DURHAM, N.C.--Duke University Medical Center researchers have identified a subset of patients with advanced breast cancer who had greater success than other patients treated with experimental high-dose chemotherapy followed by bone marrow transplant.
In a retrospective review of a previous Duke study of 425 patients, now with an average of six years' follow-up, of the 299 patients who had high-dose chemotherapy with transplant, those patients who had previously received hormone therapy with the drug tamoxifen, but had not previously received chemotherapy and had no tumors beyond the chest wall and lymph nodes were more likely to live longer than the other patients.
The findings of the Duke study, published in the October Journal of Clinical Oncology, can help physicians select which metastatic breast cancer patients might benefit most from aggressive therapy and suggest restructuring follow-up treatment for patients at high risk for recurrence or new spread of disease, according to the authors.

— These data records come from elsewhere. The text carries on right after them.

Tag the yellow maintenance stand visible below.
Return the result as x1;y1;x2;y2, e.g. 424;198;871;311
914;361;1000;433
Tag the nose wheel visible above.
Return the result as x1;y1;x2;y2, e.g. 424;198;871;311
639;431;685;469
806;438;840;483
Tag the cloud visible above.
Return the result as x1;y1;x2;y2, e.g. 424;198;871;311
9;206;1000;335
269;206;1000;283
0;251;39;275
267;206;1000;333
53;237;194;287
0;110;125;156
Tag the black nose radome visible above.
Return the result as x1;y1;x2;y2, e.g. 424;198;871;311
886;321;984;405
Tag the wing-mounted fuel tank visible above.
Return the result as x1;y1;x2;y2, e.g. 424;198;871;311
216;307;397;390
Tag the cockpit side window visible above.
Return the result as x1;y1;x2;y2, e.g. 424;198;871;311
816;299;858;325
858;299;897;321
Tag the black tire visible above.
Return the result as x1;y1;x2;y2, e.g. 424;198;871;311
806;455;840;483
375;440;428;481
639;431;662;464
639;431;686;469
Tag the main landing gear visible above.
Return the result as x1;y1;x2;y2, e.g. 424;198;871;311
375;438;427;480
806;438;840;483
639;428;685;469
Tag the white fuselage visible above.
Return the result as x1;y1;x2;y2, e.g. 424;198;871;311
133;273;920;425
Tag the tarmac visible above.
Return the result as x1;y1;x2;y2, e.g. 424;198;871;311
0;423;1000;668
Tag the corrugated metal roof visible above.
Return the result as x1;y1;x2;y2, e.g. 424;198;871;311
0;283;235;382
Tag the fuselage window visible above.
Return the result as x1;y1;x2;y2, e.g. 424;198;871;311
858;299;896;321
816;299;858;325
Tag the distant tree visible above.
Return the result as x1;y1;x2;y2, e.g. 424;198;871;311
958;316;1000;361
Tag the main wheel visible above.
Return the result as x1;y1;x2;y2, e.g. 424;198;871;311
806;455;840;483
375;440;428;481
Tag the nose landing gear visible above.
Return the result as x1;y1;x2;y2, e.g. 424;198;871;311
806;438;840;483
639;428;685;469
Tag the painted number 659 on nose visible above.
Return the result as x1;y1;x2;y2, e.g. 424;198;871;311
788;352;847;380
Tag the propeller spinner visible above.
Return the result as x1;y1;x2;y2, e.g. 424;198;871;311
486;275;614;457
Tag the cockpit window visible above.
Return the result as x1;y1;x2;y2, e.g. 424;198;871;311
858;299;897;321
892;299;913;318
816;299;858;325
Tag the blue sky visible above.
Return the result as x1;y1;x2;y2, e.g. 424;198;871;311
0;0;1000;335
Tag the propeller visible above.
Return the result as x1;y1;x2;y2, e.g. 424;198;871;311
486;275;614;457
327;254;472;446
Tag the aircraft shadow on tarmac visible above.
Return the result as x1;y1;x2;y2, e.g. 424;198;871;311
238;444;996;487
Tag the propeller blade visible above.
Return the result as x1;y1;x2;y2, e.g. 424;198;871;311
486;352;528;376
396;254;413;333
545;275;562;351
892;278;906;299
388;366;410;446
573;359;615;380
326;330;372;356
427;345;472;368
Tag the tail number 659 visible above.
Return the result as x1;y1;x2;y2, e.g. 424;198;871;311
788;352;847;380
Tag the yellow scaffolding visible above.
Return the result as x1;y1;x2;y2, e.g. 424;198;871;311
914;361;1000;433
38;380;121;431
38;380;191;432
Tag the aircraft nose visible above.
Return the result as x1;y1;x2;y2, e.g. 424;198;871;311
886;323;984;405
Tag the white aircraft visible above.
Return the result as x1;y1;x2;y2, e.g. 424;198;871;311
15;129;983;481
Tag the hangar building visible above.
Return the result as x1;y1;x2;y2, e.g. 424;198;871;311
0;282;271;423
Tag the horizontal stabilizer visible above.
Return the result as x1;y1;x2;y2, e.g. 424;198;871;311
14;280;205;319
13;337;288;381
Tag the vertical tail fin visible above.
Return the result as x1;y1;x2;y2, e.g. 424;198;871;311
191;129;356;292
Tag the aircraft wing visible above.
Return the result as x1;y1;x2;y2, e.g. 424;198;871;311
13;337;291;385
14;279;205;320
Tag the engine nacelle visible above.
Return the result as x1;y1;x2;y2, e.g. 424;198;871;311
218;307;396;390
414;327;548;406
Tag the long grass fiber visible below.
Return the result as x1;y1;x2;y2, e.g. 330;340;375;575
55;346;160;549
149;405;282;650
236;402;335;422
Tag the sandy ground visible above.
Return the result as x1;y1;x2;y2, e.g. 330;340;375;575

"Right now high-risk patients are followed with a symptom-based approach--if there's a problem or change in symptoms then tests are done to see why," said lead author Dr. David Rizzieri. "Instead, at-risk patients should be followed very closely, with routinely scheduled physical, radiographic and laboratory tests to catch recurrence early, before symptoms appear. We want to hit the disease early, and hit it hard."
Because of its greater toxicity and a dearth of clinical trials comparing it to
standard treatments, high-dose chemotherapy with bone marrow transplant is a
controversial treatment for breast cancer patients. Nevertheless, many patients
have been demanding the treatment, believing it to be their last hope.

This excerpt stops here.